Isso acontecerá em 2017, quando o
Pará passará à frente de Minas Gerais como a maior fonte de minério de ferro da
antiga Companhia Vale do Rio Doce. Será mais do que a relação de 250 milhões
para 200 milhões de toneladas de produção entre os dois principais Estados
mineradores do Brasil.
O minério de Carajás é mais rico
e mais fácil de extrair. Com a exaustão de algumas jazidas de Minas, a Vale
terá que se aventurar no seu Estado de origem pelo itabirito, minério mais duro
e pobre, para manter a escala de produção.
A diferença mais importante,
porém, é o destino da produção. Carajás consolidará a posição da Vale de maior
vendedora interoceânica de minério de ferro do mundo. Seu minério, com teor de
hematita superior a 66%, tem mercado garantido no exterior, enquanto o produto
de Minas será cada vez mais destinado a abastecer o mercado nacional. Carajás
será a principal mina de atendimento internacional que existe.
Daí a dimensão extraordinária do
projeto de expansão. Enquanto a primeira jazida levou alguns anos para chegar
ao seu tamanho de projeto, de 25 milhões de toneladas, S11D dará partida já com
90 milhões de toneladas na bitola.
A partir do início das obras de
terraplenagem, que aconteceu no começo deste mês, essa meta será atingida em
apenas quatro anos, graças às inovações e à diretriz de investir maciçamente no
empreendimento, 30% maior do que o custo da polêmica hidrelétrica de Belo
Monte.
O mundo tem pressa de se servir
de um minério rico, fácil de extrair e de custo proporcionalmente inferior ao
de qualquer outra mina das mesmas dimensões, em valores absolutos, embora sem o
mesmo teor. Por isso, imune – ou, pelo menos, bem protegido em relação – às
flutuações previstas para o setor pelos próximos anos. Uma fonte cativa para os
grandes consumidores de minério, sobretudo as siderúrgicas asiáticas, à frente
a China.
Mas isso interessa realmente ao
Pará e ao Brasil? Numa entrevista que deu ao Valor, o geólogo Breno
Augusto dos Santos, o primeiro a identificar o minério de ferro de Carajás, em
31 de julho de 1967 (cujos 46 anos da descoberta motivaram o interesse do
jornal paulista), observou: “Se Carajás fosse na China, na Coréia ou na
Alemanha, de lá estariam saindo automóveis, locomotivas ou computadores”. E
logo acrescentou: “Mas essa não é uma função da Vale”.

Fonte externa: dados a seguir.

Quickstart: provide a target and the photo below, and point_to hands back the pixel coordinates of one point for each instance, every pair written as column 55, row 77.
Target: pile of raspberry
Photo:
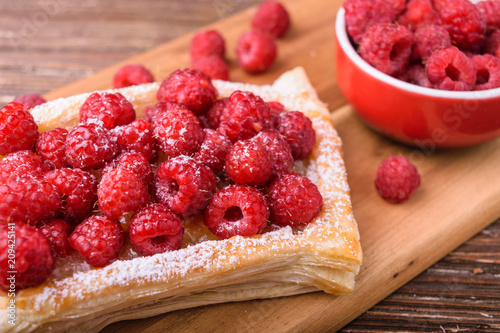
column 114, row 177
column 441, row 44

Não é mesmo? Este é o aspecto
chave da questão. A Vale se livra das responsabilidades pela exploração de
minério bruto alegando ser apenas uma mineradora. Outras empresas deviam cuidar
do beneficiamento. E o governo, principalmente, devia exercer o seu papel de
fomentador desses investimentos.
A empresa não tem culpa se as
outras partes não fazem o que lhes cabe. Daí a inexpressividade dos rendimentos
que uma atividade de tão grande porte proporciona ao Pará.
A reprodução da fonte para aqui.